The determinant shows up in a surprising number of places and for this reason alone is important. I think though it might be an excellent place to introduce the idea that mathematical objects are not necessarily important for what they are but, rather, the properties they satisfy (e.g., universal properties). If you think linear algebra is a good place to introduce the basic concepts of abstract mathematics I think the determinant does this quite nicely. The description of the determinant above is elementary enough that anyone taking linear algebra should be able to understand it and proving subsequent theorems about determinants goes significantly smoother with this characterization as opposed to trying to pound it out with the combinatorial formula.

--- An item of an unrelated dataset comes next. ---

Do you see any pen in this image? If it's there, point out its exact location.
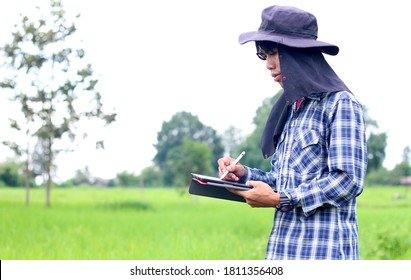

This is quite an informal answer.
Determinants basically help to describe the nature of solutions of linear equations. The determinant of a real matrix is just some real number, telling you about the invertibility of the matrix and hence telling you things about linear equations wrapped up in the matrix.
The determinant being non-zero is equivalent to the matrix being invertible, which is equivalent to the corresponding sets of linear equations having EXACTLY one solution.
The determinant being zero means the matrix is NOT invertible. In this case the corresponding sets of linear equations can either have infinitely many solutions or none at all (depending on the numbers on the RHS).
So really the determinant is useful anywhere that linear equations crop up. For example, when checking linear independence, this is the same as demanding the existence of a UNIQUE solution to a set of linear equations (i.e. the zero vector solution). This is the same as the matrix determinant being non-zero as discussed above. Linear dependence must therefore be the same as the determinant being zero (so that there may be non-zero solutions to the equations, i.e. so that some of the vectors really can be made to add up non-trivially to give one of the others).